Aan de Voorzitter van de Tweede Kamer der Staten-Generaal
Den Haag, 29 februari 2016
Begin 2013 onderzocht de commissie-De Veer hoe het overleg tussen de centrales van
overheidspersoneel en Defensie kon worden hersteld, nadat de centrales het overleg
eind 2012 opschortten. Zoals ik meldde in mijn brief van 22 oktober 2015 (Kamerstuk
34 300 X, nr. 15) heb ik de uitwerking van het rapport van de commissie-De Veer (Kamerstuk 33 400 X, nr. 74) laten evalueren door een commissie onder leiding van luitenant-generaal der mariniers
b.d. Van Ede.

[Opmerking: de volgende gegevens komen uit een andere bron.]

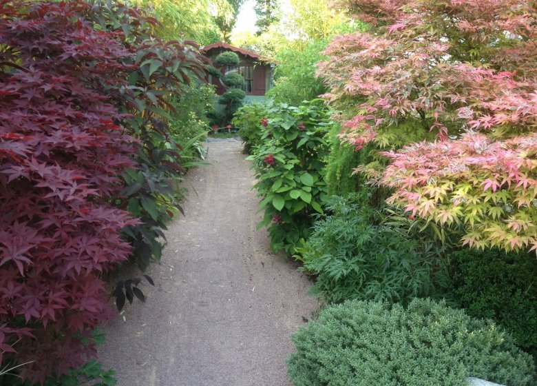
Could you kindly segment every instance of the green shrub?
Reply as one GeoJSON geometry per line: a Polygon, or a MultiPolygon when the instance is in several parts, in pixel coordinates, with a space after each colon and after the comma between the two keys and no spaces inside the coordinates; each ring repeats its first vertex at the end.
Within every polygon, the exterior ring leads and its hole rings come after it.
{"type": "Polygon", "coordinates": [[[235,114],[231,122],[239,128],[244,153],[252,154],[255,147],[261,145],[263,134],[261,120],[266,118],[268,114],[266,105],[257,102],[244,105],[235,114]]]}
{"type": "Polygon", "coordinates": [[[222,79],[222,81],[228,87],[240,88],[244,85],[244,78],[236,72],[231,72],[224,75],[222,79]]]}
{"type": "Polygon", "coordinates": [[[257,196],[264,210],[260,226],[271,235],[271,247],[293,254],[310,233],[313,214],[322,213],[326,184],[322,174],[328,147],[324,137],[333,125],[319,100],[297,108],[268,103],[262,119],[262,143],[248,159],[255,172],[257,196]]]}
{"type": "Polygon", "coordinates": [[[209,130],[207,113],[213,110],[215,93],[213,86],[200,83],[184,87],[180,97],[175,96],[170,100],[176,111],[171,112],[169,124],[169,134],[182,146],[182,158],[187,162],[202,158],[204,154],[203,142],[209,130]],[[198,139],[188,146],[194,139],[198,139]]]}
{"type": "Polygon", "coordinates": [[[325,176],[328,185],[328,193],[346,196],[355,193],[364,182],[360,174],[353,174],[357,165],[368,163],[368,146],[359,151],[348,142],[341,143],[338,136],[341,128],[339,125],[330,131],[328,136],[330,152],[326,162],[325,176]]]}
{"type": "Polygon", "coordinates": [[[224,119],[222,123],[225,125],[231,122],[233,114],[244,103],[246,92],[240,88],[231,88],[226,91],[218,98],[218,103],[224,105],[224,119]]]}
{"type": "MultiPolygon", "coordinates": [[[[361,194],[368,192],[364,189],[361,194]]],[[[438,259],[403,230],[374,225],[375,212],[356,203],[366,199],[333,196],[326,209],[330,215],[313,224],[301,251],[303,269],[317,275],[311,292],[328,302],[408,303],[430,294],[438,259]]]]}
{"type": "Polygon", "coordinates": [[[227,105],[237,101],[242,101],[244,98],[246,98],[246,92],[238,88],[232,88],[220,96],[218,103],[227,105]]]}
{"type": "Polygon", "coordinates": [[[537,354],[537,261],[498,250],[449,255],[452,300],[472,316],[490,318],[520,347],[537,354]]]}
{"type": "Polygon", "coordinates": [[[209,72],[210,75],[218,79],[222,78],[222,72],[212,65],[207,65],[207,72],[209,72]]]}
{"type": "Polygon", "coordinates": [[[239,55],[233,51],[224,51],[215,58],[214,62],[218,65],[229,65],[233,67],[240,62],[239,55]]]}
{"type": "Polygon", "coordinates": [[[461,386],[475,376],[535,385],[533,361],[491,322],[430,300],[350,301],[321,312],[293,336],[296,386],[461,386]]]}

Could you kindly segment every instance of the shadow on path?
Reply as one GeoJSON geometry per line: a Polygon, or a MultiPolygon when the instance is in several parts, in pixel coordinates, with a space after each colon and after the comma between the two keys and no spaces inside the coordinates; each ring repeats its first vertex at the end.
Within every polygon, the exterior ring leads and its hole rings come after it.
{"type": "Polygon", "coordinates": [[[296,265],[270,252],[249,163],[211,142],[191,170],[186,216],[169,224],[156,287],[103,329],[99,359],[118,386],[286,386],[291,334],[317,307],[296,265]],[[197,192],[197,194],[196,194],[197,192]]]}

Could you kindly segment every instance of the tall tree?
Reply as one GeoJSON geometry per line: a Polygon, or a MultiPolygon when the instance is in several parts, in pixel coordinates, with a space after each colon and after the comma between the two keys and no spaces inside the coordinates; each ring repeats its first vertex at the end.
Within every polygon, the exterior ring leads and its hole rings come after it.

In de bijlage treft u het verslag van de commissie aan, waarvoor ik
de leden zeer erkentelijk ben1.
De commissie heeft onderzocht in hoeverre Defensie erin is geslaagd het overleg met
de centrales weer vlot te trekken, het mandaat van de Hoofddirecteur Personeel te
garanderen, de Hoofddirectie Personeel kwantitatief en kwalitatief te versterken,
en het personeelsbeleid doeltreffend en doelmatig vorm te geven. De commissie constateert
dat er concrete vooruitgang is geboekt. Er is weer sprake van open en reëel overleg,
het mandaat van de Hoofddirecteur Personeel staat niet langer ter discussie, kennis
en deskundigheid bij de Hoofddirectie zijn gewaarborgd en het personeelsbeleid heeft
zich positief ontwikkeld.
De commissie heeft mij ook gewezen op enige aandachtspunten. De bijbehorende aanbevelingen
bieden concrete aanknopingspunten voor verdere verbeteringen. Zo zullen de centrales
minimaal een keer per jaar worden geïnformeerd over de langetermijnvisie van Defensie
door de Hoofddirecteur Beleid. Voorts wordt de slagvaardigheid in het personele functiegebied
verder versterkt, onder meer door een nauwere verbinding van de Hoofddirectie Personeel
met de Divisie Personeel en Organisatie Defensie.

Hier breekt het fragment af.